Çok Güzel Bir İbretlik Hikaye “Hastanın Nazı”

BİR GÜN, büyük sofilerden Mâruf Kerhî’ye bir misafir gelmişti. Bu zat ölmek üzere olan bir hastaydı. Başında saç kalmamış, yüzünün rengi uçmuş, kireç gibi bembeyaz olmuştu. Canı tenine bir kılla asılı gibiydi.

Mâruf Kerhî, hastaya hemen bir yatak sermiş, onun istirahat etmesini sağlamış, fakat hasta bağırıp inlemeye başlamıştı.

Feryadından, gece sabaha kadar ne kendisi uyumuş, ne de ev halkından kimseyi uyutmuştu. Sert tabiatlı, huysuz bir adamdı. Kendi ölmüyor, lâkin sarf ettiği acı sözlerle başkalarını öldürüyordu.

Feryadından, inleyip sızlamasından, vakitli vakitsiz yatıp kalkmasından evdekiler de bıkıp usandılar ve çareyi selâmlıktan çekip gitmekte buldular. Evde Mâruf Kerhî ve ondan başka kimse kalmadı.

Mâruf geceleri ona hizmet ediyor, arzularını yerine getirmeye çalışıyor, bu yüzden yatamıyordu. İnsan uykusuz bir şekilde nereye kadar dayanabilir? Nihayet uyku, bir gece Mâruf’un başına iyice hücum etti. Fakat gözlerini kapar kapamaz, hasta misafir inliyor, saçma sapan söyleniyor, ona hakaretler yağdırıyordu.

“Lanet olsun, şu pis sofilere! Bunların her işi riya, her halleri gösteriş. Temiz giyinmelerine bakmayın, bunların yürekleri pistir; inançları, ahlâkları bozuktur! Sofuluk satarak adam kandırıyorlar. İşte bu adam da her zaman uyuyor. Karnını doyurup güzelce yatan bir adam, gözlerini yummamış zavallı hastanın halinden ne anlar?” diye avaz avaz bağırıyordu.

Özetle bu hasta adam, bir an uyudu diye, Mâruf’a olmayacak hakaretler etti, söylemediği söz bırakmadı.

Fakat Kerhî, âlicenap davranıyor, bu sözleri duymazlıktan geliyordu.

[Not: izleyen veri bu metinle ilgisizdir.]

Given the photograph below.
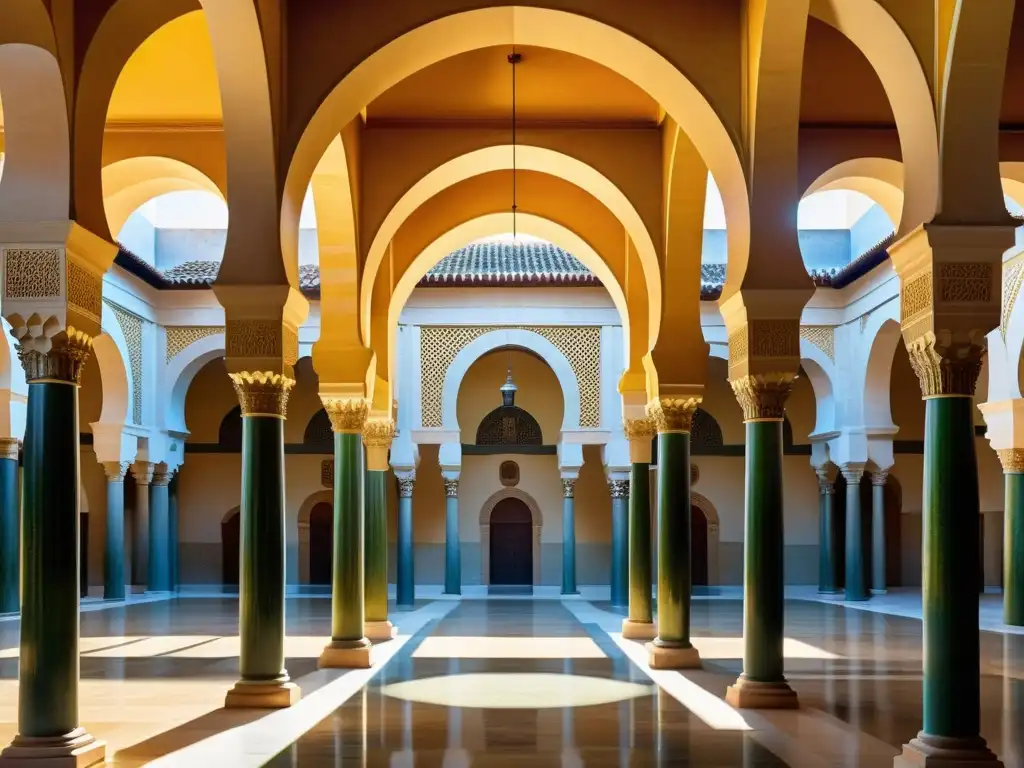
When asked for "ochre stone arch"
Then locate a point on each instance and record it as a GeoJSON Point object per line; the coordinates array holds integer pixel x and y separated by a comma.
{"type": "Point", "coordinates": [487, 508]}
{"type": "Point", "coordinates": [714, 535]}
{"type": "Point", "coordinates": [321, 497]}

Hastanın bu çirkin sözlerini haremdeki kadınlar bile duymuştu. Evin hanımı, Mâruf’a usulca şöyle dedi:

“Hasta adamın sana neler dediğini duydun, artık onu burada tutmamalısın! Ona söyle, bundan sonra başının çaresine baksın, buraya ağırlık olmasın, ölecekse de başka yerde ölsün. İyilik adamına yapılır, kötüye iyilik yaramaz. Alçağın başına yastık koymamalıdır, onların başı taş üstünde gerek!” Mâruf Kerhî’nin karısı coşmuştu. Yağıp gürlüyordu:

“Ey güzel insan, kötülere iyilik etme. Çorak yere ağaç dikenler cahillerdir. Ben sana, ‘İnsanlara iyilik etme,’ değil, ‘İyiliği nankörlere zayi etme’ diyorum. Kaba, bayağı, görgüsüz kimselere yumuşaklık gösterilmez. Hakkı tanıyan bir köpek, şükretmeyen insandan ahlâkça daha iyidir. Adi kimseye karlı su verip de koruma. Eğer korudunsa sevabını buz üstüne
yaz! Ben, şu hasta kadar münasebetsiz ve nankör insan görmedim. Böylesine merhamet edilmez!”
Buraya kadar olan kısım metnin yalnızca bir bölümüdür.